Tips on How to Select the Right Toothpaste for You
When it comes to protecting the health of your teeth and gums, no habit plays a more important role than brushing. Of course brushing without toothpaste would be like trying to fly a kite without a string, so you need to carefully select the right brand that best meets your oral health needs.
With an overwhelming number of options out on the market, how do you select the brand for you? Do you select a brand that features tartar control or additional fluoride protection? Do brands that brighten the color of your teeth also protect from the development of gum disease and tooth decay, and when should you switch to a brand designed to help sensitive teeth? Here’s what you need to know the next time you decide which brand of toothpaste to place in your grocery cart.
The Basics
Your basic, run-of-the mill toothpaste comes in paste, gel, and powder forms. Regardless of how a toothpaste is packaged, there are a few common ingredients that just about every brand contains. These include:
- Abrasive agents. To thoroughly clean your teeth, toothpaste needs to contain scratchy agents, such as silicates or calcium carbonate, that provide an abrasive edge to remove bacteria and foods particles. Without these types of abrasive agents, toothpaste wouldn’t be able to provide as deep a cleaning.
- Flavoring. Because ingredients like fluoride and calcium carbonate don’t taste very good on their own, toothpaste manufacturers add artificial sweeteners to toothpaste to improve the flavor. While most people associate mint with the flavor of toothpaste, a variety of brands come in such flavors as lemon-lime, cinnamon, and even bubblegum.
- Humectants. An anti-drying agent, humectants are used to keep toothpaste from drying out in the tube.
- Thickeners. To provide toothpaste a firm enough texture to keep it from running off your brush, a thickening agent is added that usually includes gum and gooey molecules found in seaweed.

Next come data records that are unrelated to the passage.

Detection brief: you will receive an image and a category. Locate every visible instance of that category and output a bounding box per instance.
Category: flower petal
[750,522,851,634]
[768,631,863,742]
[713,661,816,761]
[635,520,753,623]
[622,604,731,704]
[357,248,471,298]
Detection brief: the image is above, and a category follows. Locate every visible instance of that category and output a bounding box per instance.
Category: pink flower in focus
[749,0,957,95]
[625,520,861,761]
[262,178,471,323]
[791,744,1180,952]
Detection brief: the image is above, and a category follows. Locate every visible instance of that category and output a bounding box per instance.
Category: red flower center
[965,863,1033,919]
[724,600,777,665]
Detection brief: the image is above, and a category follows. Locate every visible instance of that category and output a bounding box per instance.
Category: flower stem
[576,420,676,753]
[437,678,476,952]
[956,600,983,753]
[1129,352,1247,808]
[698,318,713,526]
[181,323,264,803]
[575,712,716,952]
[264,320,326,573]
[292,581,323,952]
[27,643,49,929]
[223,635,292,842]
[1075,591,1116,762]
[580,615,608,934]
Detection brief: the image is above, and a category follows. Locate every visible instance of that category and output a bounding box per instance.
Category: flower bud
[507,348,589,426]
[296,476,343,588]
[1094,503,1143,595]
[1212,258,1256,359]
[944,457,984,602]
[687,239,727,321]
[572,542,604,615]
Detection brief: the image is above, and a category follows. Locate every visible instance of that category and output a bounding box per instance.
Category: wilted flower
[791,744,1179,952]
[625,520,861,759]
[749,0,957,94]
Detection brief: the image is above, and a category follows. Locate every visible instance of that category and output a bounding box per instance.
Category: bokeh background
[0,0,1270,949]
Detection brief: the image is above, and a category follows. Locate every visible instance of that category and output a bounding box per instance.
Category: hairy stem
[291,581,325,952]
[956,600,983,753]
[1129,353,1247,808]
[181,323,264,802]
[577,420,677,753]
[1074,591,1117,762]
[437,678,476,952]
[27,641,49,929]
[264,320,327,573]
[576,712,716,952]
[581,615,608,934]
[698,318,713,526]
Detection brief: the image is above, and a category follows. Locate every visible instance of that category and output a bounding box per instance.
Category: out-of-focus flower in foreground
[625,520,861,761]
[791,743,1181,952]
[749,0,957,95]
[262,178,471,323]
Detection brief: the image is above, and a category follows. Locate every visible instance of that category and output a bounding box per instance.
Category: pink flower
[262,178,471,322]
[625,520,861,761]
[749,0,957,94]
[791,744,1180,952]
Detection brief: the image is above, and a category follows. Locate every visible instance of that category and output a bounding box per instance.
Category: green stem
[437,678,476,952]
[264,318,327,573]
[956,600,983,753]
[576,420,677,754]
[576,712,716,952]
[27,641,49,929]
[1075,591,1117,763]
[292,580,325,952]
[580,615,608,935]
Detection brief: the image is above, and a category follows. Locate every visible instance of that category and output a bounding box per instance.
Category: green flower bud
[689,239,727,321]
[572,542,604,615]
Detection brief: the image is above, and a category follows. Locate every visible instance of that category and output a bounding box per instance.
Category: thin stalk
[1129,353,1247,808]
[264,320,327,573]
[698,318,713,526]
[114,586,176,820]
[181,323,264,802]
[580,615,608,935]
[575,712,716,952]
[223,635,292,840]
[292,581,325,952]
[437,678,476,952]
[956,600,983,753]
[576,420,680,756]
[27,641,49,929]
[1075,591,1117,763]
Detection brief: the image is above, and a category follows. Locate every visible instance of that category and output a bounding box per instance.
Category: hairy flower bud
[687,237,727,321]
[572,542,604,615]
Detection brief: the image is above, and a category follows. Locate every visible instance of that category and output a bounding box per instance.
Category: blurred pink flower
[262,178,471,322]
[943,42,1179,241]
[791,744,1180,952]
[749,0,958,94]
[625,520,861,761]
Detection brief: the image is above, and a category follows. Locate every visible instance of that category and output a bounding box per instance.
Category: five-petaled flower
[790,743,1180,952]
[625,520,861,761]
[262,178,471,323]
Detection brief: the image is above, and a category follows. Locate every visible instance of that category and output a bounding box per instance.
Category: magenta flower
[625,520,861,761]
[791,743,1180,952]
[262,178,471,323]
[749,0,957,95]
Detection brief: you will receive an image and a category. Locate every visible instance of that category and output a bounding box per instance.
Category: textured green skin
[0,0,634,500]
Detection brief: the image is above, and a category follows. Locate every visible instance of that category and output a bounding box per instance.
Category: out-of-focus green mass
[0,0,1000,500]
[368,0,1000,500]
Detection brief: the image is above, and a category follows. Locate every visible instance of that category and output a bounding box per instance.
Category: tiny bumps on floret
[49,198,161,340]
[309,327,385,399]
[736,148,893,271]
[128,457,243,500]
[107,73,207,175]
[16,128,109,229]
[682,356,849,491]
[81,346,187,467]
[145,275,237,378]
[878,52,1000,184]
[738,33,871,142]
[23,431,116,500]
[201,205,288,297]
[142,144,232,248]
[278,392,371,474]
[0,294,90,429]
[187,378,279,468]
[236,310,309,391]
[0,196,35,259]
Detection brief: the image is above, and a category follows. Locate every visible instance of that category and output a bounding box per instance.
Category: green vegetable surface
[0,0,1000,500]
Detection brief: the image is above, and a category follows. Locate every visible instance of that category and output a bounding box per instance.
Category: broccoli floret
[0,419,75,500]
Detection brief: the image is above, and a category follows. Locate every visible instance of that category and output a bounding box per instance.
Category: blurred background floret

- Detergents. You can’t kill bacteria without soap, so toothpaste contains some type of detergent, such as sodium lauryl sulfate, which helps clean your teeth, while causing suds to appear.
Fluoride Toothpaste
By far the most important ingredient in any toothpaste you purchase, fluoride is a naturally occurring mineral that plays a vital role in protecting your teeth from tooth decay. Since fluoride was first added to the nation’s water supply and became a common ingredient in toothpaste, the number of cavities reported in the U.S. has dropped dramatically over the last 50 years.
Plaque, a sticky film of bacteria that lives in your mouth, feeds on the sugars you consume to produce acids that slowly eat away at tooth enamel. Fluoride provides your teeth with some protection from plaque acids by making tooth enamel stronger, and by helping to remineralize areas of your teeth that have begun to decay. Any brand of toothpaste you purchase should include fluoride. If suffer frequently from cavities, you might consider purchasing a brand that advertises as containing extra fluoride protection.
Tartar Control Toothpaste
The primary reason you brush is to remove plaque and lingering food particles from your teeth. By failing to brush, or by not brushing properly, you leave plaque on your teeth where it starts to harden into tartar. When tartar begins to accumulate along the gum line of your mouth, the bacteria makes cleaning your teeth more difficult and brushing less effective. Eventually, tartar will harden to the point that only your dentist can remove it from your teeth, which is why you should schedule regular cleanings every six months.
Tartar control toothpaste contains active ingredients that help to prevent plaque from hardening into tartar. These ingredients include such compounds as pyrophosphates and zinc citrate, and occasionally antibiotics like triclosan that kill mouth bacteria. Tartar control toothpastes are best suited for individuals who don’t receive regular dental cleanings or who suffer from gum disease.
Sensitive Teeth Toothpaste
If consuming hot or cold foods and drinks cause you to experience sharp pangs of pain, you probably suffer from sensitive teeth. This condition occurs when your gums begin to recede away from the base of your teeth, thereby exposing the sensitive tubules that run into the nerve center of a tooth. When hot or cold stimuli irritate these tubules, they cause you to experience pain.
Toothpaste for sensitive teeth contain ingredients like potassium nitrate and strontium chloride that block the pathways in tubules that travel to the nerve center of a tooth. While effective, these types of toothpaste generally take several weeks of use before they begin to offer relief. If you suffer from extreme tooth sensitivity, you may consider using this type of toothpaste, which is generally lighter and less abrasive than tartar control brands.
Whitening Toothpaste
Few aspects of a person’s appearance make as noticeable a difference as a mouthful of pearly white teeth. Because everyone wants a brilliantly white smile, a number of brands have hit the market that offer to clean and whiten teeth. These types of toothpastes generally contain some type of peroxide, and a variety of abrasive agents that work to polish teeth and remove stains. While studies have shown that the extra abrasive agents used in whitening toothpaste don’t damage tooth enamel, these brands are known to increase tooth sensitivity, and should be avoided by those who suffer from the condition.